Delineation of the repression domains on Ikaros. (A) A representative experiment showing the fold repression mediated by different regions of Ikaros (schematic diagram shown on the left) on the tk and MLP promoters. In these experiments 10 μg of the indicated reporter, 1 μg of a GH internal control plasmid and 1 μg of the Gal4 effector plasmid were used.
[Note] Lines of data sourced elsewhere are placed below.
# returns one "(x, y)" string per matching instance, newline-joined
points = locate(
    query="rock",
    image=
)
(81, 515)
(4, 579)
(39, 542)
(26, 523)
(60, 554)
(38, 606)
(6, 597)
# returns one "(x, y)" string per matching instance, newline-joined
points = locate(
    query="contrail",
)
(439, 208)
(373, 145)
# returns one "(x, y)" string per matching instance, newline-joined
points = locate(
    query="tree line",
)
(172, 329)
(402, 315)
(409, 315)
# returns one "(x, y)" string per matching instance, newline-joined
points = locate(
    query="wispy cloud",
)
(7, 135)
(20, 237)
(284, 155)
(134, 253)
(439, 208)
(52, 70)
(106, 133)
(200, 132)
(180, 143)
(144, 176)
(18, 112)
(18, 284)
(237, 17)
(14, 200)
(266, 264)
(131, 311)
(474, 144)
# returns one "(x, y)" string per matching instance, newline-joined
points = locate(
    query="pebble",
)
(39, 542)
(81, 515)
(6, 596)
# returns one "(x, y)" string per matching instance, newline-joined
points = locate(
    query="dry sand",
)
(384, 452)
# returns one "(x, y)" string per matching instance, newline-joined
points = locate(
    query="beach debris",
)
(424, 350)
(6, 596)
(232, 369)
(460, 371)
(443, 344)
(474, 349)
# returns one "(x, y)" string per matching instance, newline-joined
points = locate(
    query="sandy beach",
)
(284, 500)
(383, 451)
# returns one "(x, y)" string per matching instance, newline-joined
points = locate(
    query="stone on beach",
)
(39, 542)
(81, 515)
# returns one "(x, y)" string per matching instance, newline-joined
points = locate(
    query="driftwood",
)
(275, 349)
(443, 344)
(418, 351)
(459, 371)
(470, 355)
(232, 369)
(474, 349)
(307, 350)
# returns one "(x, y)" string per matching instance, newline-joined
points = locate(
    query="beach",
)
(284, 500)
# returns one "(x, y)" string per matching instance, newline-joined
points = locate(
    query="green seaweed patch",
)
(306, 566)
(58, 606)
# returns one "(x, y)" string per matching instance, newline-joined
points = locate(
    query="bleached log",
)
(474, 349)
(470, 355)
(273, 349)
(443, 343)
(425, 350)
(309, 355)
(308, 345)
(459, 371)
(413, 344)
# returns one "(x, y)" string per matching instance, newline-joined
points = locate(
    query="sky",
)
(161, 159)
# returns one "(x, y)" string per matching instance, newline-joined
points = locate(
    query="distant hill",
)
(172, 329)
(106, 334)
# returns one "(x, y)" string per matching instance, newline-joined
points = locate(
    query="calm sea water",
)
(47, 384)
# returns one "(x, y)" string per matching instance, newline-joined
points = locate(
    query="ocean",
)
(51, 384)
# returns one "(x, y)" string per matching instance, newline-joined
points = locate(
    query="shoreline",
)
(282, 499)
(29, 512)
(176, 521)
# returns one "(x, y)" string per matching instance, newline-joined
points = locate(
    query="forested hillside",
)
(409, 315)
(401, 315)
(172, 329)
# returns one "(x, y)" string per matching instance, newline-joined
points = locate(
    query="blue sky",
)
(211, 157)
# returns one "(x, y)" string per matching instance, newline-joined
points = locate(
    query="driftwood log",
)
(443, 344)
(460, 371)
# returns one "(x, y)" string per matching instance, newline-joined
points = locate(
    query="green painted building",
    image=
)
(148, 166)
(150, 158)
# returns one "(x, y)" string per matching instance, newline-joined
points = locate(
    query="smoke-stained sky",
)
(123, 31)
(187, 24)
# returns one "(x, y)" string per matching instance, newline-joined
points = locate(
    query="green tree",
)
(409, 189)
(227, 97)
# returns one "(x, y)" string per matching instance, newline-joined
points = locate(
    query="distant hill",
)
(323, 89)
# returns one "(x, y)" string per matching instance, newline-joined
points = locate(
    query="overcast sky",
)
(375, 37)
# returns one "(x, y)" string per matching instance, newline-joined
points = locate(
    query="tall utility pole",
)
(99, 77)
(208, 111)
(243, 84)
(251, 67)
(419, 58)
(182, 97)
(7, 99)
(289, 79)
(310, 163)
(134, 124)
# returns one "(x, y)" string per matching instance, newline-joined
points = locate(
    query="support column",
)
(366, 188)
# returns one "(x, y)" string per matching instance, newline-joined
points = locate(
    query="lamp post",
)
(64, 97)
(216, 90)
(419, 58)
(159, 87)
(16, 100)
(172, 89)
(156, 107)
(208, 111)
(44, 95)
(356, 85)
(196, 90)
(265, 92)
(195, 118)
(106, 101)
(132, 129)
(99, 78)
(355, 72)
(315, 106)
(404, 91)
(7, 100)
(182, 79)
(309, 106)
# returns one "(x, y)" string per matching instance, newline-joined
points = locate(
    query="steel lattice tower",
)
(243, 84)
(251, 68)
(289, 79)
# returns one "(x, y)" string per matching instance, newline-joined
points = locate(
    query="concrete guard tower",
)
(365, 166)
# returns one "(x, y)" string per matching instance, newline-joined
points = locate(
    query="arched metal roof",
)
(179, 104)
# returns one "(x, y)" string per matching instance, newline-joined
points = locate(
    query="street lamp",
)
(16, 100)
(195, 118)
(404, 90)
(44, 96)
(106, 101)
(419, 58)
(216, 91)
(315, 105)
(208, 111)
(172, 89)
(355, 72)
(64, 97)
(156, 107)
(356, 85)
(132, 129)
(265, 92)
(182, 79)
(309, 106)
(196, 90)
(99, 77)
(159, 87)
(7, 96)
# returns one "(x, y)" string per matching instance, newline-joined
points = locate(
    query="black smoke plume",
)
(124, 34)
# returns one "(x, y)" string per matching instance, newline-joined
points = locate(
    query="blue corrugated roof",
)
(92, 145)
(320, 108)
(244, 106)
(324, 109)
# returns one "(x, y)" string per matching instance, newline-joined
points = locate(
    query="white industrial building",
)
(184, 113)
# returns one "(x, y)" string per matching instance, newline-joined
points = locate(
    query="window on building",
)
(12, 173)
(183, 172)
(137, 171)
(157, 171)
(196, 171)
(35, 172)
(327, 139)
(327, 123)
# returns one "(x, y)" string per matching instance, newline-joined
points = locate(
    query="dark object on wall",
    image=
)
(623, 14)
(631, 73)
Fold repression was calculated as in Figure 4D. This experimental set‐up was repeated six times with variation between experiments being <15%. (B) Expression of Gal4–Ikaros sub‐domains in 293T cells. (C) Interactions between Gal4–Ikaros repression domains and mSin3BSF and mSin3A. Interactions were tested as in Figure 2A.

It is noteworthy that repression by the two Ikaros domains described above were differentially affected by the presence of the Ikaros activation domain (Sun et al., 1996). The activation domain alleviated, by 3‐fold, the repression exerted by the C‐terminal region on either of the two promoters (Figure 5A, compare IKD3 with IKD4). It also decreased the repression mediated by the N‐terminal region on the AdML promoter (Figure 5A, compare IKD1 with IKD2, G5AdMLPCAT); however, it had no effect on repression mediated by this domain on the tk promoter (Figure 5A, compare IKD1 with IKD2, G5tkCAT).

These studies provide evidence that Ikaros proteins can utilize two distinct domains to effect transcriptional repression of target genes and that the Ikaros activation domain can alleviate this repression.

Repression by Ikaros and Aiolos is cell type dependent

Given the diverse roles played by the Ikaros proteins in differentiating and proliferating lymphocytes, we examined whether Gal4–Ikaros‐mediated repression is dependent upon the cell type. Gal4–Ikaros and Gal4–Aiolos proteins and their repression sub‐domains were tested for their ability to repress the AdML promoter in the B cell line M12, the B cell plasmacytoma MPC11, the T cell lines Jurkat, BW and EL4, in primary mouse embryo (MEFS), the fibroblast cell line, NIH 3T3 and in the epithelial cell lines 293 and 293T. In the B cell line M12, Ikaros and Aiolos fusions repressed promoter activity by 5‐ to 10‐fold, whereas their isolated repression domains repressed more strongly, ranging from 7.4‐ to 20.7‐fold (Table I). Lower levels of repression (2‐ to 3‐fold) were exerted by the Ikaros proteins in the plasmacytoma MPC11 and in the T cell line, BW (Table I and data not shown). In the T cells lines, Jurkat and EL4, Ikaros and Aiolos fusions did not repress the AdML promoter to any significant extent (Table I; data not shown). Among non‐lymphoid cells, Gal4–Ikaros repressed the AdMLP strongly in primary MEFS and in NIH 3T3 fibroblasts (Table I). However, very weak repression of the AdMLP was seen by Gal4–Ikaros, Gal4–Aiolos and their respective repression domains in 293 and 293T cells. These results contrast with the observations that Ikaros interactions with Sin3 and HDAC are detected upon their over‐expression in 293T cells (Figure 2) and with the repression of this promoter by MAD‐SID seen in these cells (Table I; Ayer et al., 1996). One possible explanation is that when Ikaros alone is expressed in these cells it associates predominantly with endogenous non‐repressing factors, i.e. components of the SWI–SNF complex (Kim et al., 1999). Preferential interactions with such positive chromatin remodeling factors may shift the balance between Ikaros's ability to activate versus repress transcription. In addition, the oncoproteins SV40 TAg and Adenovirus E1A present in 293T cells may directly or indirectly affect the ability of Ikaros to repress while leaving Sin3BSF and MAD largely unaffected.

View this table:
Table 1. Ikaros repression is cell type dependent

Taken together, these data clearly show that the ability of Ikaros to repress transcription depends on the cell type. The state of lymphocyte differentiation or the state of cell transformation may influence the ability of these factors to repress transcription by influencing their participation in functionally distinct chromatin remodeling complexes.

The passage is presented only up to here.